- Occupations: Actor, filmmaker

= Karl E. Landler =

French actor and filmmaker

Karl E. Landler is a French actor, filmmaker who stars in French and American TV shows and films, best known for his role in the science fiction TV series Métal Hurlant Chronicles. He is also the face of numerous worldwide campaigns such as Shiseido by Jean-Paul Goude and Red Steel 2 for Ubisoft. Landler is also a free runner in parkour and a stuntman, who has worked many times with Luc Besson.

== Career ==

=== Feature films ===
He has twice worked with Jean-Marc Barr and Pascal Arnold. He played Paul, a simple minded sidekick, in Chacun sa nuit ("One to Another"), alongside Lizzie Brocheré and Arthur Dupont, and a small appearance in American Translation, again with Lizzie Brocheré.

In 2014, he co-starred in the American-French indie movie Layover with American actress Nathalie Fay, directed by Joshua Caldwell. Layover premiered at the Seattle international Film Festival (SIFF).

=== TV ===
In 2021, he starred as Lucas Bodin in the American romantic Christmas movie A Christmas in Paris alongside Daphne Zuniga and Rebecca Dalton. The movie has been distributed all over Europe and North America.

In 2016, Landler joined the cast of the French romantic comedy Une famille formidable, which is the longest-running TV show on TF1. He played Bruno Viguier, a member of the main family. His character came back after an absence of 15 years. Landler became a series regular at the end of season 13.

In 2014, Landler joined the international cast of the Syfy TV show Métal Hurlant Chronicles, which was sold in over 100 countries. He played the lead in Loyal Khondor, in which a loyal warrior, Khondor, seeks an elixir to cure his beloved princess of the dreaded "cold disease" alongside Scott Adkins, John Rhys Davies and Marem Hassler, and also starred in Second Son, in which two brothers battle for control of a kingdom with unique values about life and death. The film also starred Frédérique Bel and Dominique Pinon.

He played Robin Torrens, the killer, in the award-winning TV show Alice Nevers, in a two-episode prime time special for TF1. It was watched by over 6.9 million viewers when it premiered.

Landler portrayed Lt. Adrien Fontel, a former G.I. suffering from Capgras syndrome in the TV show Profilage. It began the new season with more than 7.7 million viewers, which was considered the highest-rated season premieres for the show. The episode, "Panic", was in official competition and won Best TV Drama at the first French International TV Festival in La Rochelle .

In France, he has acted in several successful French TV shows, with some of his episodes establishing prime time records and gathering awards.

He was the lead actor in the TV movie Les Fauves, produced by TF1. Karl played Virgil, an undercover cop in a mafia unit.

=== Advertising campaigns ===
Landler is the face of LAFUMA,well known as an outdoor clothing brand.
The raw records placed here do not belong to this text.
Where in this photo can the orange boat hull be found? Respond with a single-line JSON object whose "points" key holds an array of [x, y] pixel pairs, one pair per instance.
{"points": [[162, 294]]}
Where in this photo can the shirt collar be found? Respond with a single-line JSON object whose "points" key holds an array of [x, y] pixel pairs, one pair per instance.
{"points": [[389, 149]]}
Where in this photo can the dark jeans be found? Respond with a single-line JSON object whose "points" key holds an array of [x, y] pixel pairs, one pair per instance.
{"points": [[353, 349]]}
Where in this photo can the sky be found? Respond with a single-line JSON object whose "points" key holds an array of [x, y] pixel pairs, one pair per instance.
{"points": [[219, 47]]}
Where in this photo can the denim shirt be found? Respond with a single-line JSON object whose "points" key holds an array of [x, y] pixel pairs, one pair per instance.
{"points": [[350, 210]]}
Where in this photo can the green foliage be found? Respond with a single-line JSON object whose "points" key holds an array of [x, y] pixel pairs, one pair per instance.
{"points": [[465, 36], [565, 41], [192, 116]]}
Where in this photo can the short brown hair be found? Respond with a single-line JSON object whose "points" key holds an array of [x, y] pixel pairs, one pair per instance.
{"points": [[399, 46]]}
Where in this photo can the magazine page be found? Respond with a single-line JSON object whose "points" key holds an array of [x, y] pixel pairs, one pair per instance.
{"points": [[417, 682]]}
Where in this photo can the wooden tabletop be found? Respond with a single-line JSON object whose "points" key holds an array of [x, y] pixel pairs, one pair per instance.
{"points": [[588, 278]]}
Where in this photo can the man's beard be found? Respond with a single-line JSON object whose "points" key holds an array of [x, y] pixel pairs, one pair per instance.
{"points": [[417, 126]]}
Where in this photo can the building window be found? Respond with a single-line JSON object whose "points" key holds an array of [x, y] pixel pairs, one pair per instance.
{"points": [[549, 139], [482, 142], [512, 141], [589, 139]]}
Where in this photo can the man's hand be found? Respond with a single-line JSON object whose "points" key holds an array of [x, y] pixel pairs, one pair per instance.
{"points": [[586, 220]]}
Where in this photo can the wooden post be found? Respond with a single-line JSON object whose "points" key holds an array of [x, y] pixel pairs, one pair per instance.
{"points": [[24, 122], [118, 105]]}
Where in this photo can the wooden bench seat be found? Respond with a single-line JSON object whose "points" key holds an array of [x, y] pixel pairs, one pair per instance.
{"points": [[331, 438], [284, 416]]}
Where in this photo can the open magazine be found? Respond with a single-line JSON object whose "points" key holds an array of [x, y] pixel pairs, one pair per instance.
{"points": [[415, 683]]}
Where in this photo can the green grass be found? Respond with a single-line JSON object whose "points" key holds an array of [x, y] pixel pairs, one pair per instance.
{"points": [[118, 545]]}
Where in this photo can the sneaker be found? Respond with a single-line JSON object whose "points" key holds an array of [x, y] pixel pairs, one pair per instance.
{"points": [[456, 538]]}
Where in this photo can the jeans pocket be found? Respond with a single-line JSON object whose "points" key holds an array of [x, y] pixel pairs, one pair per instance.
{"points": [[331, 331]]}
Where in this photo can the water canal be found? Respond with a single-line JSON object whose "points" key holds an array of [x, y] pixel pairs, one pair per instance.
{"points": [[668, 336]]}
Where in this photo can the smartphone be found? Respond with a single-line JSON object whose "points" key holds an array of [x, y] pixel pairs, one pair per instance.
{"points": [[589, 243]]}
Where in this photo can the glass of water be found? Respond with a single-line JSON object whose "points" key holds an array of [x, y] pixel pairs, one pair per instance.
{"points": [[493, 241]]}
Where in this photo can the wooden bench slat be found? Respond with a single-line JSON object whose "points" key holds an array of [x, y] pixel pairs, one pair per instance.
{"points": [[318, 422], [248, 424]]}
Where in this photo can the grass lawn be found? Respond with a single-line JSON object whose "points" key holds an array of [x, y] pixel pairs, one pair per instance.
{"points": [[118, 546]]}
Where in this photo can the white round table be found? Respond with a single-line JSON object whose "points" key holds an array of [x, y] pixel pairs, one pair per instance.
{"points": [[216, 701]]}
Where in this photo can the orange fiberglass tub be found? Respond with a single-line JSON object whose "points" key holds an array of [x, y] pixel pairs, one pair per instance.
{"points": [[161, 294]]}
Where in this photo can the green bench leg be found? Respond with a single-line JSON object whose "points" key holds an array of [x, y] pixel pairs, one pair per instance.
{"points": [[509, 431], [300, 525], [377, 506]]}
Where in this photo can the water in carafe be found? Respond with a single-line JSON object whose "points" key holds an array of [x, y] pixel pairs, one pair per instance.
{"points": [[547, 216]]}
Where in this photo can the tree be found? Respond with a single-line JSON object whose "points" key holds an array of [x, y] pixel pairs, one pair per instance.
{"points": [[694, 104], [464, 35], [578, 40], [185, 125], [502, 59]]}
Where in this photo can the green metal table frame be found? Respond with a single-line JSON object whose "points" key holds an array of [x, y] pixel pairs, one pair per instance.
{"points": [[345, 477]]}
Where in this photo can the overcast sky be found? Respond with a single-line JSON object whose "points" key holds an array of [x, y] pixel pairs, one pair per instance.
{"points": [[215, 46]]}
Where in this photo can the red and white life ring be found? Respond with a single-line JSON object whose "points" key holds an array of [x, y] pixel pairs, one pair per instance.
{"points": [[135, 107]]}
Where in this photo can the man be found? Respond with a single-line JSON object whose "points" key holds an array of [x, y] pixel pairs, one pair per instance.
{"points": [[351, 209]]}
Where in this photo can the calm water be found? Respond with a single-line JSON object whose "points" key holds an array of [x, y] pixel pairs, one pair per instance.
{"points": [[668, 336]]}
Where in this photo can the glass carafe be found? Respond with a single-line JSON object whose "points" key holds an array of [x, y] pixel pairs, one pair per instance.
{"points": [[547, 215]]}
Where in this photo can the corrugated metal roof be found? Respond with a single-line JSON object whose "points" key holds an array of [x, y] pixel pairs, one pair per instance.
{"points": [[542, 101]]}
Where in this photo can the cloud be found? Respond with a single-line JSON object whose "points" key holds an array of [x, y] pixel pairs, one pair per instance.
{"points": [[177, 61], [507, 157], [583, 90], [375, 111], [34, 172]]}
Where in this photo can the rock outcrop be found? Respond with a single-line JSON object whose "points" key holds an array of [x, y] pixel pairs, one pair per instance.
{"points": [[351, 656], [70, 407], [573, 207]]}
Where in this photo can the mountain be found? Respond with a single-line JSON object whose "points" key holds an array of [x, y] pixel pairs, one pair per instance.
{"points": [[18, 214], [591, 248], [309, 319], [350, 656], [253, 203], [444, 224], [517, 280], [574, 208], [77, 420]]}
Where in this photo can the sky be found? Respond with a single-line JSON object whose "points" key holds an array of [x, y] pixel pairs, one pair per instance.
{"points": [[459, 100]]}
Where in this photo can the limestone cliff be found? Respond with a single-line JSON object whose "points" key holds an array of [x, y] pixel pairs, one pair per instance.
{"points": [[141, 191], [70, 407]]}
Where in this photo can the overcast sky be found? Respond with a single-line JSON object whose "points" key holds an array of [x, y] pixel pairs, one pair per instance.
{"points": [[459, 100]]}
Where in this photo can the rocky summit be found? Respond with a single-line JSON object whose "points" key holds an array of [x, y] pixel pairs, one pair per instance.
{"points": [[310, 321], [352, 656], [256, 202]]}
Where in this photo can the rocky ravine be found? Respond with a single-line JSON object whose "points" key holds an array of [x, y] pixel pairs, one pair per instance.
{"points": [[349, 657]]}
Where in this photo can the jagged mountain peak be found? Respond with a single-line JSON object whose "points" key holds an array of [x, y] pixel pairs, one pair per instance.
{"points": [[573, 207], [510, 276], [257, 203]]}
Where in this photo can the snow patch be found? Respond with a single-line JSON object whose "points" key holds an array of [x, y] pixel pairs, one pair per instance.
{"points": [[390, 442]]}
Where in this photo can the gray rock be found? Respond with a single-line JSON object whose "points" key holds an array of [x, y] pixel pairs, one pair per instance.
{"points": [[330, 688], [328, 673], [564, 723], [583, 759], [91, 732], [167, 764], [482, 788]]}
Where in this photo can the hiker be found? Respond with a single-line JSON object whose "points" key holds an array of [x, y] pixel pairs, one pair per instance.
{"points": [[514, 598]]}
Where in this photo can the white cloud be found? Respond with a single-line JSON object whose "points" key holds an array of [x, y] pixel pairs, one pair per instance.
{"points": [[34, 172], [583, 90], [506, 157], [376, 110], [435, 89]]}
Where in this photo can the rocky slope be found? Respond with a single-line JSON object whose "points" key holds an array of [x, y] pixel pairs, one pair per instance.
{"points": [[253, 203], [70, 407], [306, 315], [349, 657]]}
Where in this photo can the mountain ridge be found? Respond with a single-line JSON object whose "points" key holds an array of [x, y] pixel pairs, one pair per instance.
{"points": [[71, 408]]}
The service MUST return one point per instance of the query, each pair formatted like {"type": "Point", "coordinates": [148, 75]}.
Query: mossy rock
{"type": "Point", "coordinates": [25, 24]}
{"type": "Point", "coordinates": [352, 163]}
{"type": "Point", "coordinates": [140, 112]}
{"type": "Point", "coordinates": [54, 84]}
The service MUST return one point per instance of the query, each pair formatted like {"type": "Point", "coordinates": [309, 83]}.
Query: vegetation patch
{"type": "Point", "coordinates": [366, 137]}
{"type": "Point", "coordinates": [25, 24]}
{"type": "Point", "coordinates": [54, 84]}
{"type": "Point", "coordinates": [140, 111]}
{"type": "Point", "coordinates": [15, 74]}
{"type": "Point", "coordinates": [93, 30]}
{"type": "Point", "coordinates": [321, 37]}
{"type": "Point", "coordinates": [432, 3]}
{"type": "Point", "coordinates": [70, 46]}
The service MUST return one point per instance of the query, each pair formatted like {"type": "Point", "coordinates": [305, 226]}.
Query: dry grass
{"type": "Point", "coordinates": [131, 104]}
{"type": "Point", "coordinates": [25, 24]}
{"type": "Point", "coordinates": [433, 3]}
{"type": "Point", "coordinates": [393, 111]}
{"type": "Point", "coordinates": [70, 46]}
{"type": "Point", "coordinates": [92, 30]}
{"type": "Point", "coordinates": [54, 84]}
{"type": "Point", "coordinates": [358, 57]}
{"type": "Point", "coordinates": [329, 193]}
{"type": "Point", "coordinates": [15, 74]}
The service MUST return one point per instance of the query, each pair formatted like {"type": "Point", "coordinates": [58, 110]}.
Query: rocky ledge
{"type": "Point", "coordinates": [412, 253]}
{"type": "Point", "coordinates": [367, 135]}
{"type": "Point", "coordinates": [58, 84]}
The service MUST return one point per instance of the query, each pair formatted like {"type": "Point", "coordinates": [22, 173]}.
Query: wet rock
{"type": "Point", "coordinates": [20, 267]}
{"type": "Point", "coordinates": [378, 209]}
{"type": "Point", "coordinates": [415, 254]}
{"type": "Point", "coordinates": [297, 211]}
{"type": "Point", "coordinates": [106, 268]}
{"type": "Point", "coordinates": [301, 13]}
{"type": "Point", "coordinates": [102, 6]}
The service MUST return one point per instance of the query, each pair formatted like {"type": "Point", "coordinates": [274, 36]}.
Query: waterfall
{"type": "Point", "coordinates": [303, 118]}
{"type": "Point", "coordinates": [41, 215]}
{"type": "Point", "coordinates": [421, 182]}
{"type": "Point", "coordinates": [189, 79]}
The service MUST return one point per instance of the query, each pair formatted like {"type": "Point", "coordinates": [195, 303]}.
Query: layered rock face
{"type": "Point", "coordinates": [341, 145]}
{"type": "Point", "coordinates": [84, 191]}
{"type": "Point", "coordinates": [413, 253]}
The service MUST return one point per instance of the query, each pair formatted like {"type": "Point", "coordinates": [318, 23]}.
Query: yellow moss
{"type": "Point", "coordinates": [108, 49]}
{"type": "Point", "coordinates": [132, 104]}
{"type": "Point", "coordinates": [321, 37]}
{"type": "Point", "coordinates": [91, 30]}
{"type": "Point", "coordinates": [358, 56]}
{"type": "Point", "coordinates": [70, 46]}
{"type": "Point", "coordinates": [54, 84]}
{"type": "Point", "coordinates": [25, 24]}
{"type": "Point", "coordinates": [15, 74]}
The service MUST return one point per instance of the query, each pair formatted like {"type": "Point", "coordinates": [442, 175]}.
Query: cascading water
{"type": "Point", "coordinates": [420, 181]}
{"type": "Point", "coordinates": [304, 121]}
Landler's acrobatic skills led him to represent Shiseido in a worldwide print and video campaign shot and created by Jean-Paul Goude.

Landler also starred in an award-winning campaign for the French army, which premiered in theatres before the showing of the James Bond film Casino Royale and was shown for three years on TV and theatres before blockbusters such as Pirates of the Caribbean: Dead Man's Chest. His co-star was the César Award-winning actress Zita Hanrot.

=== Music video ===
He played the boyfriend of the NRJ Award winning singer Amel Bent in the music video for her song "Je reste". It topped the Belgian Singles Chart.

=== Directing ===
He co-wrote, directed and starred in the short film DuO alongside Marem Hassler, his co-star in Métal Hurlant Chronicles. DuO won Best Comedy and Best Actress and was nominated for Best Actor and Best Director at the Los Angeles Independent Film Festival.

== Trivia ==
He was honored at the first Chinese Oscars in Hollywood, the Huading Awards.